Choice is at the crux of the patient engagement debate because, as several studies have suggested, people who don’t make an active choice may not make a lasting commitment. That’s a context worth exploring. If we can get people more involved, give them more choices, help them be active decision-makers in their own care, can we change the outcome?
The answer is still unknown. But, a new study out this month’s JAMA starts to shed a little light on where we are today.
Floyd Fowler, Bethany Gerstein and Michael Barry interviewed 2,718 people to understand how patient centered medical decisions are today. They focused on three categories that cover 10 conditions:
- Medications for blood pressure, cholesterol and depression
- Screening for colon, breast and prostate cancers
- Surgery for knee replacement, hip replacement, lower-back and cataracts
Generally, they found that discussions about surgeries tended to include more choices and a better of a balance of pros and cons than conversations about medicines or screenings. Doctors asked most patients (60 – 80%) for their input about medical decisions except in three key categories: hypertension, cholesterol and mammograms.
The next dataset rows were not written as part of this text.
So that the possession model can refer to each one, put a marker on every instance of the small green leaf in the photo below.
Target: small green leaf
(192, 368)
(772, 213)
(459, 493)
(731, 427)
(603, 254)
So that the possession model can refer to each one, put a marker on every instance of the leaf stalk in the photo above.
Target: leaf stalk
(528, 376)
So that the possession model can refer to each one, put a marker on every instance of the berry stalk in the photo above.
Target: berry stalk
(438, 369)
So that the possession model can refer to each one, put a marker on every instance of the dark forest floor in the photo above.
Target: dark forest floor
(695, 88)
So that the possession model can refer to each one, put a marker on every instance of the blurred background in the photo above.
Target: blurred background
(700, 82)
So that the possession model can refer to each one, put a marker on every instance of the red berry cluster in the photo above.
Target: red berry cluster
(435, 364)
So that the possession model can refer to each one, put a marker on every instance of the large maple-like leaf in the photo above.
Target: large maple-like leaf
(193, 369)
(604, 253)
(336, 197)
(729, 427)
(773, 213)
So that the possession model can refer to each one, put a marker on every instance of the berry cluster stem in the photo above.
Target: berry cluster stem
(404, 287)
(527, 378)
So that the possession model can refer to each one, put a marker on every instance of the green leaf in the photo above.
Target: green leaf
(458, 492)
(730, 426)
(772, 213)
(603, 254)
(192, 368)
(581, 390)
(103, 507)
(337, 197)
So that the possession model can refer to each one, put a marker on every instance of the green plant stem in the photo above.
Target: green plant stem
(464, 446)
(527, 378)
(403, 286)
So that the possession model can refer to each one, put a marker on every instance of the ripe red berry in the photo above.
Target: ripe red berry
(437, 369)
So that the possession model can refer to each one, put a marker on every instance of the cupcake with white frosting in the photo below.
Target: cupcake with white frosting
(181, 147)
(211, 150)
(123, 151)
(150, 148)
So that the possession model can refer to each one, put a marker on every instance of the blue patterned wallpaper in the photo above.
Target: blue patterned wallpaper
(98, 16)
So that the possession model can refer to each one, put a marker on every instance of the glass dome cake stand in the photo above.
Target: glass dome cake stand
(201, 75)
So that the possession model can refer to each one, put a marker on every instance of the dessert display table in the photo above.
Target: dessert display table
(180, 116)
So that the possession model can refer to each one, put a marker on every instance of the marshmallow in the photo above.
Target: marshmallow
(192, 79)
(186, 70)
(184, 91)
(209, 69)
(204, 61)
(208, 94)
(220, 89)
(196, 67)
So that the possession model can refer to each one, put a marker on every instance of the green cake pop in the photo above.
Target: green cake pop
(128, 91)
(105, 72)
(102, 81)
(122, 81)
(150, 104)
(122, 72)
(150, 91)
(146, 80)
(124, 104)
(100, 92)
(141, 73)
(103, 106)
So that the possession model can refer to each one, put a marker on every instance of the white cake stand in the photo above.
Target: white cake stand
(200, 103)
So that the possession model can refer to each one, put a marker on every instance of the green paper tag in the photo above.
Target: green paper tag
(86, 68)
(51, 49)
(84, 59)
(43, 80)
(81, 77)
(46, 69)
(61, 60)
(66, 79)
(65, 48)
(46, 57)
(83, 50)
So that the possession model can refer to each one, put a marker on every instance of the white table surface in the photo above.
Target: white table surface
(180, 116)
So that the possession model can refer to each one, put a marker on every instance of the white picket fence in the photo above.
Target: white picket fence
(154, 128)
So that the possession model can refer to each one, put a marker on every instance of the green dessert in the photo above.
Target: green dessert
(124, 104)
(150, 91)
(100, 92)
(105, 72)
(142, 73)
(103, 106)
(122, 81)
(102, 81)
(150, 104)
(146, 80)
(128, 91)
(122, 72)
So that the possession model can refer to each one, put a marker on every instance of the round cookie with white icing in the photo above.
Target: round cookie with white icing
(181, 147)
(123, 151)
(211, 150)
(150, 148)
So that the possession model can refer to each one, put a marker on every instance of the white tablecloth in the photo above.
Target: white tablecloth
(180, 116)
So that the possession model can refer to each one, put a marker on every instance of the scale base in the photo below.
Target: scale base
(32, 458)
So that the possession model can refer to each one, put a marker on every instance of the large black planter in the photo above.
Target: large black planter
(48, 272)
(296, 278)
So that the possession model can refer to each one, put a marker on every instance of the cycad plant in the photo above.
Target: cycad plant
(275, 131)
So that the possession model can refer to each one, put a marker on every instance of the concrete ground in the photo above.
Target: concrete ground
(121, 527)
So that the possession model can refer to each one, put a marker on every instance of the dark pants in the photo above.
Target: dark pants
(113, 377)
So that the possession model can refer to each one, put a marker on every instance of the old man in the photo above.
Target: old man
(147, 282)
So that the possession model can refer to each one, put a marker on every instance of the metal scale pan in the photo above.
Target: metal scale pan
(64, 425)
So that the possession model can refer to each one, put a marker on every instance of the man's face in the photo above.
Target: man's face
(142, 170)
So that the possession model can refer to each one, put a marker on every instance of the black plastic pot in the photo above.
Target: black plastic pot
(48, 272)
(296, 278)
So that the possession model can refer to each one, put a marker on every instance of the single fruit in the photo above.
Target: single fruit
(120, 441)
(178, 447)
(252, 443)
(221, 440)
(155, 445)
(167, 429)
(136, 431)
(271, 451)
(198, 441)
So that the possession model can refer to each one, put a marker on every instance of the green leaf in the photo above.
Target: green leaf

Only 37% of people diagnosed with hypertension were asked for input on their treatment. Many didn’t even know there were choices in prescriptions.
The most patient-involved decision-making was in knee and back surgeries where patients were both given options (86%, 90%) and asked for input into their final care plan (72%, 78%).
The investigators conclusion was that discussions about common tests and medications do not reflect a high level of shared decision making, particularly for five decisions most often made in primary care.
The truth is we have a choice in almost every aspect of our health. A choice to do better, to ask another question, sure. But also in what kind of care to accept or demand.
I think of a very brave woman in my life who has been battling Crohn’s disease for decades. It’s a terribly painful immune deficiency that’s impacted her life and work. Relatively early on in treatment, her doctor recommended a colostomy. It was complete and effective, for sure. But not the way she wanted to live every day. She told him: Find another plan.
Or, a young man, an avid runner, who we heard speak recently. He had tingling and numbness in his arms and legs. He went to his doctor, who told him he was just tired and not to worry about it.
Then he lost all feeling in his entire body. He immediately went to a different doctor who said he believed he had MS. He sent him to a hospital an hour away and ordered a MRI and spinal tap. The doctor told him that his suspicions were confirmed.
Choice is more powerful in healthcare than we know. Maybe we should have a few more doses of it?